Espin M J, Valverde J M, Quintanilla M A S, Castellanos A
Department of Applied Physics II, University of Seville, Avenida Reina Mercedes, 41012 Seville, Spain.
Phys Rev E Stat Nonlin Soft Matter Phys. 2009 Jan;79(1 Pt 1):011304. doi: 10.1103/PhysRevE.79.011304. Epub 2009 Jan 27.

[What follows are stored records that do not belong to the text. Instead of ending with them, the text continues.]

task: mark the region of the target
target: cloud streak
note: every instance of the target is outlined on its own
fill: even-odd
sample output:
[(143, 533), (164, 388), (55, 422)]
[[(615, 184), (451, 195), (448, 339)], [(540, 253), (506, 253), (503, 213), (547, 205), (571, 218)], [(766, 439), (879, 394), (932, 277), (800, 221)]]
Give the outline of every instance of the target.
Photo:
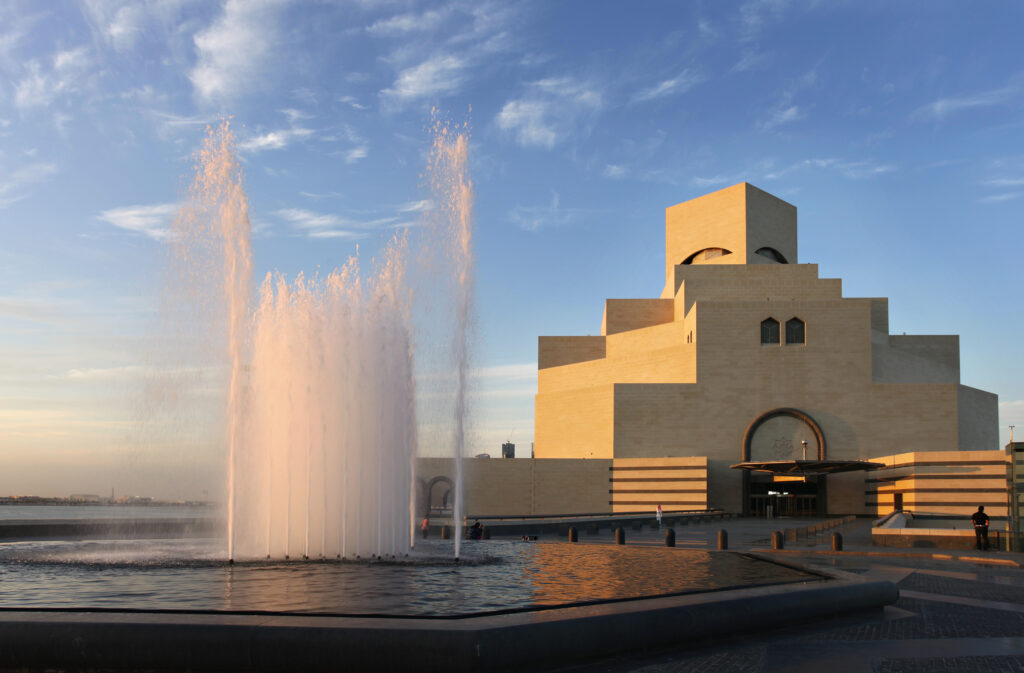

The electromechanical behavior of a gas-fluidized bed of insulating silica nanoparticles is investigated. When fluidized by gas, these nanoparticles form highly porous agglomerates of size of the order of hundreds of microns, which gives rise to a nonbubbling fluidization regime. Bed expansion is enhanced by an imposed alternating electric field for oscillation frequencies in the range between tens and hundreds of hertzs and field strengths of about 1 kV/cm . Nanoparticle agglomerates are naturally charged and experience forced oscillations that cause an increase of the gas flow shear on their surface. As a consequence, the agglomerate size is expected to decrease, which can explain the observed behavior. A model based on the balance between attractive and flow shear forces is presented that accounts for agglomerate size reduction as the strength of the field is increased.
研究了绝缘二氧化硅纳米颗粒气固流化床的机电行为。当用气体流化时,这些纳米颗粒形成尺寸为数百微米量级的高度多孔团聚体,这导致了一种非鼓泡流化状态。对于几十到几百赫兹的振荡频率和约1 kV/cm的场强,外加交变电场会增强床层膨胀。纳米颗粒团聚体自然带电并经历强迫振荡,这会导致其表面气体流动剪切力增加。因此,团聚体尺寸预计会减小,这可以解释所观察到的行为。提出了一个基于吸引力和流动剪切力平衡的模型,该模型解释了随着场强增加团聚体尺寸减小的现象。